The problem Unique Paths Leetcode Solution states that you are given two integers representing the size of a grid. Using the size of the grid, the length, and breadth of the grid. We need to find the number of unique paths from the top left corner of the grid to the bottom right corner. There is one another constraint on the direction of movement, at any point of time, one can move only in either down or right direction.

Example

row: 2, column: 2
2

Explanation: There are only two ways possible to complete the task. First either you move to the right or down. If you moved right you can move only down. If you had moved down, then you can move only in the down direction. So, only 2 ways are possible.

Unique Paths Leetcode Solution

row: 2, column: 3
3

Explanation: There are 6 ways to reach destination. Consider if you moved to the right, then the problem has been reduced to the above example and you have 2 ways to reach the bottom right corner. If you would have down, then you have only a single way to reach the bottom right corner. Thus, the total number of ways to reach the end is 3.

Brute Force Approach for Unique Paths Leetcode Solution

The problem Unique Paths Leetcode Solution can be solved recursively. Just as we did in the second example, where we reduced the given problem into 2 subproblems. The same thing is what we will do in this solution. Once, we move to the right, then the problem is reduced to subproblem (row, column-1). If we had moved in the down direction, the problem is reduced into (row-1, column). We can easily code this recursive solution. But this will exceed the time limit because the solution is extremely inefficient.

Code for Brute Force Approach

C++ code

#include <bits/stdc++.h>
using namespace std;

int uniquePaths(int m, int n) {
    if(n==1 || m==1)return 1;
    return uniquePaths(m-1, n) + uniquePaths(m, n-1);
}

int main(){
    cout<<uniquePaths(2, 2);
}
2

Java Code

import java.util.*;
import java.lang.*;
import java.io.*;

class Solution {
    public static int uniquePaths(int m, int n) {
        if(m == 1 || n == 1)
            return 1;
        return uniquePaths(m-1, n) + uniquePaths(m, n-1);
    }
    
    public static void main(String[] args){
    	System.out.print(uniquePaths(2,2));
    }
}
2

Complexity Analysis

Time Complexity

O(2^max(m,n)), because of the exponential time complexity due to recursive function.

Space Complexity

O(max(m,n), the space used by the compiler stack.
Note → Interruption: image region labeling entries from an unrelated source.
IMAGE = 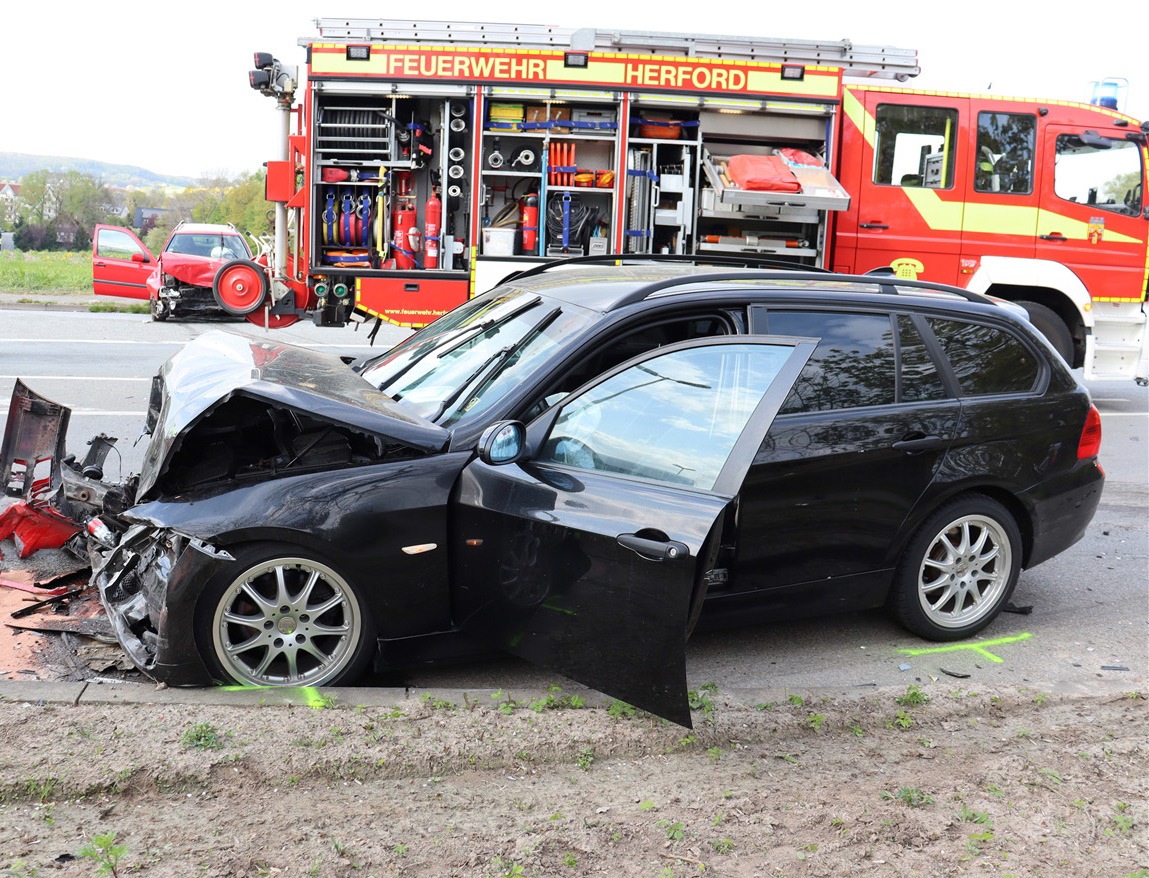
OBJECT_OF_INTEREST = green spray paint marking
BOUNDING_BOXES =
[219,686,331,710]
[897,631,1033,664]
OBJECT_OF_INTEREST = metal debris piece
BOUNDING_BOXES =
[3,616,116,644]
[1002,601,1033,616]
[9,586,87,619]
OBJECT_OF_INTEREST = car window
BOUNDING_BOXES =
[897,314,949,402]
[537,344,793,491]
[95,229,146,259]
[928,317,1041,396]
[766,310,896,414]
[523,314,737,421]
[164,233,250,260]
[360,290,589,424]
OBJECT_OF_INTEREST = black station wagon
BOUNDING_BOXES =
[4,260,1104,725]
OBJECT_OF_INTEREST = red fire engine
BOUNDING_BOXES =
[242,18,1149,383]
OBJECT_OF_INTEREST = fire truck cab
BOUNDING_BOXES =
[832,86,1149,380]
[249,18,1149,380]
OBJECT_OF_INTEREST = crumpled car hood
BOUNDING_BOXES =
[137,331,449,500]
[161,253,233,290]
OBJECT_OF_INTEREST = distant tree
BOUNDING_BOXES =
[193,170,271,236]
[17,170,116,249]
[1102,171,1141,202]
[13,220,56,251]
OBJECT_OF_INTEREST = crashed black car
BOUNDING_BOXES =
[6,264,1104,724]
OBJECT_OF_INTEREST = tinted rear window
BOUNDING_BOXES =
[928,317,1041,396]
[768,310,895,414]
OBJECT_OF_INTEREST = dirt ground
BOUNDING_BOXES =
[0,686,1149,878]
[0,524,1149,878]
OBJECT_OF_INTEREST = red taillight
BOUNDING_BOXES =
[1078,406,1101,461]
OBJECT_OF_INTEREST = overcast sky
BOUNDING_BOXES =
[0,0,1149,177]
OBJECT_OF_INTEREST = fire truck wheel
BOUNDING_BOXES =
[211,259,268,317]
[1018,302,1073,365]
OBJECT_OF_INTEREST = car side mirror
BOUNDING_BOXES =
[476,421,526,467]
[1078,129,1113,149]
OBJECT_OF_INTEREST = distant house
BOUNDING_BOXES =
[56,220,87,249]
[132,207,168,234]
[0,183,20,223]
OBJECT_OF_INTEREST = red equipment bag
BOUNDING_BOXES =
[726,155,802,192]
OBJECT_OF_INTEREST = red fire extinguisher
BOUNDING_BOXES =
[391,201,419,268]
[518,192,539,255]
[423,190,442,268]
[391,172,419,269]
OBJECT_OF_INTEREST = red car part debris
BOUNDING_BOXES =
[0,502,80,557]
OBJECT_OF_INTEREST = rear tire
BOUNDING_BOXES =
[1018,301,1073,367]
[195,542,376,686]
[889,494,1021,640]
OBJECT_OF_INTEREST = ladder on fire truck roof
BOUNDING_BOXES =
[310,18,921,82]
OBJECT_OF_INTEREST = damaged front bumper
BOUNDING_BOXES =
[88,524,220,686]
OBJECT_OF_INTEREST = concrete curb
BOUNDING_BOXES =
[0,293,102,311]
[0,679,877,709]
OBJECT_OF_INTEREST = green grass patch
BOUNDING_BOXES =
[0,251,92,293]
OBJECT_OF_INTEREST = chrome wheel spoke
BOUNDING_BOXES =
[918,515,1013,629]
[213,557,363,686]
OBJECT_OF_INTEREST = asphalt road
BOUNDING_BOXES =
[0,310,1149,694]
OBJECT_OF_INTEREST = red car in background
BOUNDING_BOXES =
[92,223,267,321]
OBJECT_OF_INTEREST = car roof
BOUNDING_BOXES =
[504,260,998,314]
[171,223,242,237]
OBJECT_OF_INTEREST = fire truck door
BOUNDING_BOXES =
[1036,125,1149,301]
[958,109,1048,274]
[833,90,969,284]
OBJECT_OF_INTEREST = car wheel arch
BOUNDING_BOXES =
[889,483,1033,569]
[192,539,378,686]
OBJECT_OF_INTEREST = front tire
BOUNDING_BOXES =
[1018,301,1073,367]
[195,542,375,686]
[889,494,1021,640]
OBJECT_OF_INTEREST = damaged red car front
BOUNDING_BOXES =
[92,223,268,321]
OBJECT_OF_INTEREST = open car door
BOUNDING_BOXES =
[452,336,817,727]
[92,225,156,299]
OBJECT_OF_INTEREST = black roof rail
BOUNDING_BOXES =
[502,253,833,284]
[616,269,990,307]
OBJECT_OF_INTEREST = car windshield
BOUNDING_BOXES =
[360,290,588,425]
[167,232,252,260]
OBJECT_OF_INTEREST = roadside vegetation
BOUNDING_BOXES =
[0,251,92,294]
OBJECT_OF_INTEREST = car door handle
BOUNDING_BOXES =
[893,433,946,454]
[618,533,691,561]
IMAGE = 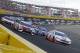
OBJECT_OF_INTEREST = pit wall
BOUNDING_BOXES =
[0,25,47,53]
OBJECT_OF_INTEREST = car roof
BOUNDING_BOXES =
[49,30,65,34]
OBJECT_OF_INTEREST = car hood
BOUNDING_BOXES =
[56,36,71,41]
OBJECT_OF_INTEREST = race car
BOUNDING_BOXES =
[1,16,15,24]
[1,16,24,25]
[46,30,71,44]
[14,21,36,35]
[36,26,48,36]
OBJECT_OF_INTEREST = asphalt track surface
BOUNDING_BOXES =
[3,24,80,53]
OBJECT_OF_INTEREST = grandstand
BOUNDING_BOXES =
[0,0,79,20]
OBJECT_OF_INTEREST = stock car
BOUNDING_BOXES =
[36,26,48,36]
[1,16,24,25]
[14,21,36,35]
[1,16,15,24]
[46,30,71,44]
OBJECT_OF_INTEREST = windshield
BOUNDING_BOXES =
[55,32,66,36]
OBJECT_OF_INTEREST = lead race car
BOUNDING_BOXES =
[46,30,71,45]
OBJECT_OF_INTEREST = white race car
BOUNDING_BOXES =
[46,30,71,44]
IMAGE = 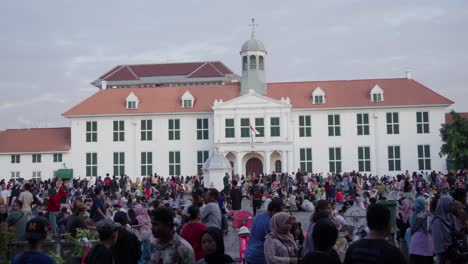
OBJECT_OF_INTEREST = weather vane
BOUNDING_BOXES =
[249,18,258,38]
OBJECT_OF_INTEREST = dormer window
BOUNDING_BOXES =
[370,84,383,103]
[312,86,325,104]
[126,92,140,109]
[127,101,136,109]
[181,90,195,108]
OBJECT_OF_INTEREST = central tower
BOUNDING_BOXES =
[240,19,267,95]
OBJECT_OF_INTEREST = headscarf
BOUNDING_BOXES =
[267,212,296,257]
[400,199,412,224]
[202,226,233,264]
[432,195,455,254]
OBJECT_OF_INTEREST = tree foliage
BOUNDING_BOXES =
[439,110,468,169]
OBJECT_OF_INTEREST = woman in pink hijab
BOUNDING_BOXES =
[264,212,298,264]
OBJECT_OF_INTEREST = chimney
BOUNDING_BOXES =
[405,69,413,80]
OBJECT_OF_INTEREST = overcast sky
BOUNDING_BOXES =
[0,0,468,129]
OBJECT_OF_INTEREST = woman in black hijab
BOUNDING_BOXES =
[197,227,235,264]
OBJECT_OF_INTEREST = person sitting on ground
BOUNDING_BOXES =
[245,198,284,264]
[85,219,120,264]
[180,205,206,261]
[112,212,141,264]
[11,217,55,264]
[151,205,194,264]
[301,218,341,264]
[197,227,236,264]
[343,204,407,264]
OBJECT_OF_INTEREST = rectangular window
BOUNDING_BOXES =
[86,152,97,176]
[299,116,312,137]
[140,120,153,141]
[86,121,97,142]
[169,151,180,176]
[33,154,42,163]
[141,152,153,176]
[32,171,41,180]
[10,171,20,180]
[357,114,369,136]
[255,117,265,137]
[54,153,62,162]
[11,154,20,163]
[416,112,429,134]
[270,117,281,137]
[387,112,400,135]
[418,145,431,170]
[224,118,236,138]
[358,147,371,171]
[114,152,125,176]
[328,148,341,172]
[169,119,180,140]
[197,150,210,175]
[299,148,312,172]
[241,118,250,137]
[314,95,323,104]
[388,146,401,171]
[197,118,208,140]
[328,115,341,137]
[127,101,136,109]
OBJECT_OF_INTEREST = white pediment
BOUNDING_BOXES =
[213,90,291,110]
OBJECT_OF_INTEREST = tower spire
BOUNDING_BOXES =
[249,18,258,38]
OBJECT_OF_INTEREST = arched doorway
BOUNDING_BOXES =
[245,158,263,175]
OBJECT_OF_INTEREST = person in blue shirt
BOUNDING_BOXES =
[11,217,55,264]
[245,198,284,264]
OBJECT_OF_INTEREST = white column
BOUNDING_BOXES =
[263,151,271,175]
[235,151,244,177]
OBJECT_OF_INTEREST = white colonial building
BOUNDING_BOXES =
[0,31,453,182]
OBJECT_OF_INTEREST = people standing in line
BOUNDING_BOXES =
[6,200,28,240]
[151,205,194,264]
[200,188,222,229]
[197,226,236,264]
[264,212,299,264]
[245,199,284,264]
[300,218,341,264]
[408,196,434,264]
[11,217,55,264]
[180,205,206,261]
[343,204,407,264]
[229,180,242,211]
[432,195,456,264]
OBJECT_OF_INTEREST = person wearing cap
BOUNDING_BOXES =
[11,217,55,264]
[85,219,121,264]
[151,207,195,264]
[245,198,284,264]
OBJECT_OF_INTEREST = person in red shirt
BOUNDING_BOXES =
[47,188,60,235]
[180,205,206,261]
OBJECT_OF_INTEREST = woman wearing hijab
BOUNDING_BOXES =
[396,199,412,252]
[265,212,298,264]
[432,195,456,264]
[408,196,434,264]
[197,227,235,264]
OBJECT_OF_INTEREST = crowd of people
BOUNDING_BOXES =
[0,170,468,264]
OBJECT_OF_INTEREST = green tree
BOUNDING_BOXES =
[439,110,468,169]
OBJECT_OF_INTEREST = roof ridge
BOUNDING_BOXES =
[186,62,208,78]
[267,78,406,84]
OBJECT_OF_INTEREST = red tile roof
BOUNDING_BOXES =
[99,61,233,81]
[445,112,468,124]
[63,78,453,116]
[267,78,453,108]
[0,127,70,153]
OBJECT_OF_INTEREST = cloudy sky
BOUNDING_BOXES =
[0,0,468,129]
This depends on the height of the recursive tree.

Dynamic Programming Approach

The approach that has been explained above under the recursive solution can be easily memorized. Since the recursive function is dependent on two variables which are row, and column. Thus we create 2D DP array and store the result of each state. This will dramatically improve the time complexity because we are not resolving the same problems.

Dynamic Programming code for Unique Paths Leetcode Solution

C++ Code

#include <bits/stdc++.h>
using namespace std;

vector<vector<int>> dp;
int uniquePathsUtil(int m, int n) {
    if(m == 1 || n == 1) return 1;
    if(dp[m][n] != -1)
        return dp[m][n];
    return dp[m][n] = uniquePathsUtil(m-1, n) + uniquePathsUtil(m, n-1);
}

int uniquePaths(int m, int n) {
    dp.clear();
    dp.assign(m+1, vector<int>(n+1, -1));
    return uniquePathsUtil(m, n);
}

int main(){
    cout<<uniquePaths(2, 2);
}
2

Java Code

import java.util.*;
import java.lang.*;
import java.io.*;

class Solution {
    private static int uniquePathsUtil(int m, int n, int[][] dp) {
        if(m == 1 || n == 1) return 1;
        if(dp[m][n] != 0)
            return dp[m][n];
        return dp[m][n] = uniquePathsUtil(m-1, n, dp) + uniquePathsUtil(m, n-1, dp);
    }

    private static int uniquePaths(int m, int n) {
        int dp[][] = new int[m+1][n+1];
        return uniquePathsUtil(m, n, dp);
    }
    
    public static void main(String[] args){
    	System.out.print(uniquePaths(2,2));
    }
}
2

Complexity Analysis

Time Complexity

O(N*M), where N, M are used to represent the number of rows, and columns in the grid. Since there are a total of N*M states, the time complexity is also O(N*M).

Space Complexity

O(N*M), the space required is for creation of 2D DP table. The space complexity is polynomial for DP approach.